In whichever county a Kenyan lives, they should be experiencing seven times as much development impact from the national government as from the county governments.
It is very doubtful that there is a county where the national government’s development spending is felt more than the county governments’, or even the Constituency Development Fund (CDF) sometimes.
Based on documented budgets, the national government could have funded 336 ‘Makueni Hospitals’ in every county. The County Government of Makueni earned accolades for completing a 200-bed women and children’s hospital at a cost of 140 million shillings. The 47 billion shillings county spending average works out to the equivalent of 336 Makueni hospitals per county.
The Kibra Constituency Development Fund (CDF) under the leadership of the late Kenneth Okoth also made news for completing a girls’ secondary school at a cost of 48 million shillings. The 47 billion shillings average works out to the equivalent of 160 Mbagathi Girls Secondary schools per constituency.
These are mind-boggling figures. Where are these projects that the national government has sunk well over 2 trillion shillings into?
Prior to the COVID19 crisis, the IMF had raised Kenya’s risk of debt distress from “low” to “moderate” and from “moderate” to “high” in the wake of the COVID crisis. Such is the mystery that Kenyans joke that to see the projects, you need to log onto “the portal”, referring to the administration’s 2017 election campaign website www.gokdelivers.go.ke.
At the same time, the Jubilee administration has been stalked by “mega” corruption scandals. Five cabinet secretaries have vacated office because of corruption allegations. The National Youth Service, one of the administration’s flagship programs, was engulfed by two egregious corruption scandals, commonly referred to as NYS I & II.
The first NYS fraud exposed what seemed to be serious fraud vulnerability of IFMIS, the government’s financial management software. The public would have expected corrective action. Instead, NYS II occurred, seemingly exploiting the same vulnerabilities as NYS I.
Several large projects are mired in controversy of one kind or another. Notable ones include the Galana-Kulalu irrigation project, the JKIA “greenfield terminal project, the medical equipment leasing scheme, and several large dams that have either stalled or turned out to be ghost projects.

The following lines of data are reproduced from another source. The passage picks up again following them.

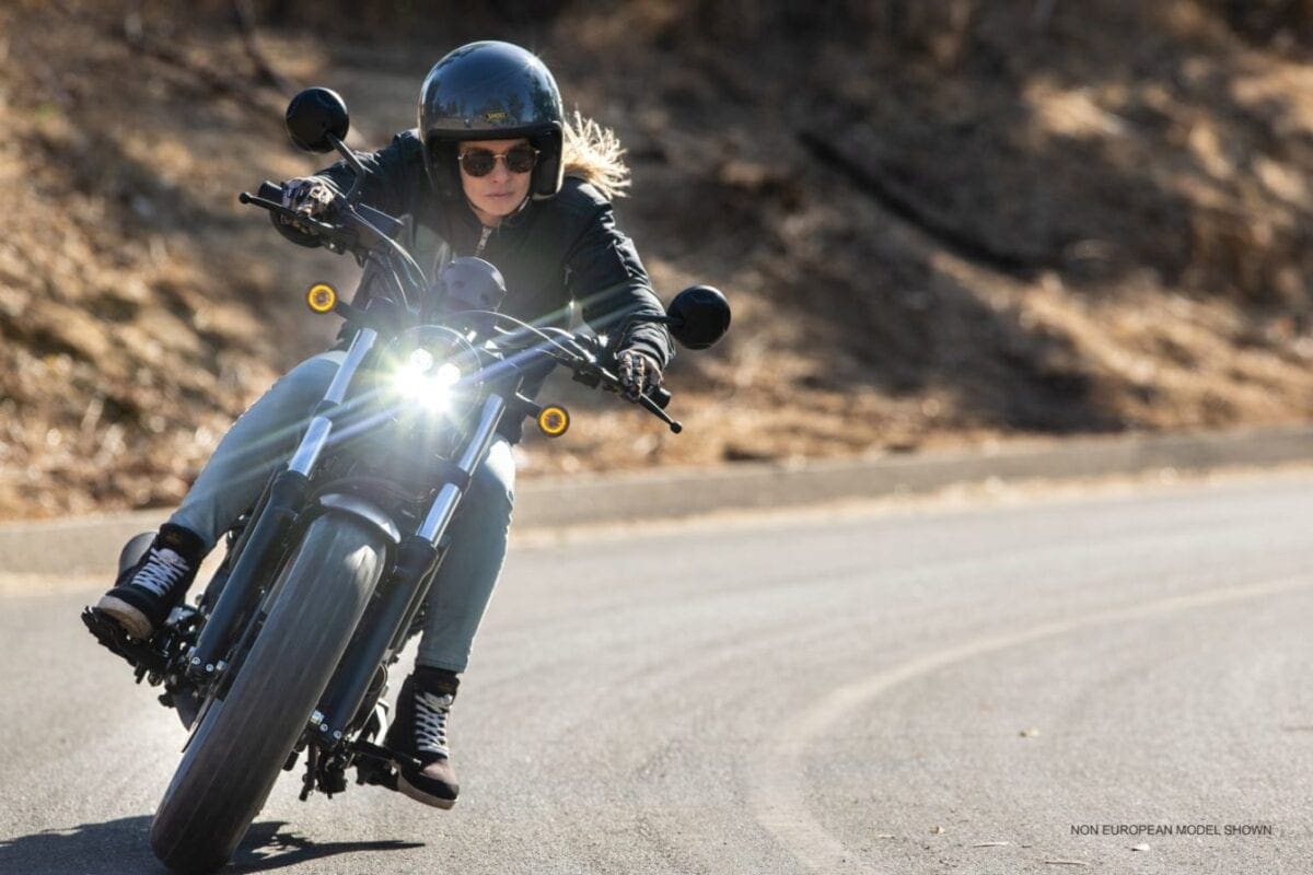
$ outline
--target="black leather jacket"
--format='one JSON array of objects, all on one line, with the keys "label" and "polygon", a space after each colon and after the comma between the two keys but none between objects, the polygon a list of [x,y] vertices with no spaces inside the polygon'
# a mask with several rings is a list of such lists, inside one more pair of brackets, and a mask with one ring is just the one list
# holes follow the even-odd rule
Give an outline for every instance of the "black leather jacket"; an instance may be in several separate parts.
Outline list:
[{"label": "black leather jacket", "polygon": [[[482,249],[483,226],[463,199],[437,195],[424,171],[424,146],[416,131],[393,138],[377,152],[361,153],[368,171],[361,199],[394,216],[432,230],[453,256],[479,256],[506,278],[502,311],[540,324],[566,327],[569,306],[597,333],[612,338],[612,349],[635,349],[662,367],[674,346],[663,325],[641,324],[624,329],[635,315],[662,315],[633,241],[616,226],[611,203],[592,185],[566,177],[561,193],[529,201],[492,230]],[[353,178],[345,163],[320,171],[340,189]],[[357,300],[362,304],[362,300]]]}]

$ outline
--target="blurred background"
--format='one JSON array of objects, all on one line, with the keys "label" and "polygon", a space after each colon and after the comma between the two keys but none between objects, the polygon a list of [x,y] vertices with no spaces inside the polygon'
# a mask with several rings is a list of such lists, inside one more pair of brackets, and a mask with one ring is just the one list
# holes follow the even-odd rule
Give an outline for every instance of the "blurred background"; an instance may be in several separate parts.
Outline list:
[{"label": "blurred background", "polygon": [[478,38],[617,131],[663,299],[735,308],[683,436],[562,384],[524,476],[1313,417],[1313,0],[5,0],[0,518],[177,501],[357,273],[238,205],[318,167],[288,97],[379,147]]}]

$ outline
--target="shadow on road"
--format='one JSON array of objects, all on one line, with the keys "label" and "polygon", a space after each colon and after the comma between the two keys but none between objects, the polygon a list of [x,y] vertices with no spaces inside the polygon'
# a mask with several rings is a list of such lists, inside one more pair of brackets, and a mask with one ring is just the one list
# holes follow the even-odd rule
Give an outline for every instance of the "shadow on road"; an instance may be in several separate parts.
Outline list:
[{"label": "shadow on road", "polygon": [[[165,872],[151,854],[150,829],[151,819],[140,816],[0,838],[0,872]],[[264,821],[251,826],[232,865],[223,871],[269,872],[336,854],[411,847],[423,845],[403,841],[315,842],[286,829],[282,821]]]}]

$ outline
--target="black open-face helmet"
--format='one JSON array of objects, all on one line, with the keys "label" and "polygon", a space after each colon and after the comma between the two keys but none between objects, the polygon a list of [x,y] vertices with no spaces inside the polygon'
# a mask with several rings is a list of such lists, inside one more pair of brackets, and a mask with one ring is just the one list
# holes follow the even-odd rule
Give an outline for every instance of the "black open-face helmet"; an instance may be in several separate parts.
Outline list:
[{"label": "black open-face helmet", "polygon": [[424,165],[442,197],[461,194],[461,140],[528,138],[538,150],[529,194],[561,190],[561,92],[537,55],[508,42],[471,42],[433,64],[419,97]]}]

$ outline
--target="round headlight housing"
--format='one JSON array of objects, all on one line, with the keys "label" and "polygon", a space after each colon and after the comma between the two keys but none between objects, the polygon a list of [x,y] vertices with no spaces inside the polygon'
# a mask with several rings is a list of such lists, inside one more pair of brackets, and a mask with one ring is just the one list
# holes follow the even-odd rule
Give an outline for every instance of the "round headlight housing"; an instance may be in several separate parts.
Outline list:
[{"label": "round headlight housing", "polygon": [[479,357],[458,332],[421,325],[398,335],[383,349],[377,391],[398,417],[419,415],[457,422],[482,394]]}]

At the end of his tenure, former Auditor General Edward Ouko, speaking at the launch of AfriCOG’s report State Capture- Inside Kenya’s inability to fight corruption spoke of a phenomenon he termed “budgeted corruption.”
Conventionally, we view corruption as affecting the budget at the execution stage, typically through the procurement process. At worst, we conceive corruption as distorting priorities such that projects that confer bribes and other private benefits crowd out more socially valuable spending.
The idea of budgeted corruption goes beyond this. It implies that the budget is inflated by monies that are earmarked to be stolen. Projects are conceived for the purpose of siphoning the money out of the budget. Ouko characterized such projects as “exit lanes”.
“From where I sit, I would like to introduce another theory, the theory of budgeted corruption. If we are starting on a journey, say from here to Thika, you can imagine the Thika highway, it has several lanes and the most important thing is the exits. Is our budget really loaded with corruption where you know exactly (at) which exit point it is going to be taken? This is where I am concerned—that we are in a situation where our budget is loaded with corruption.”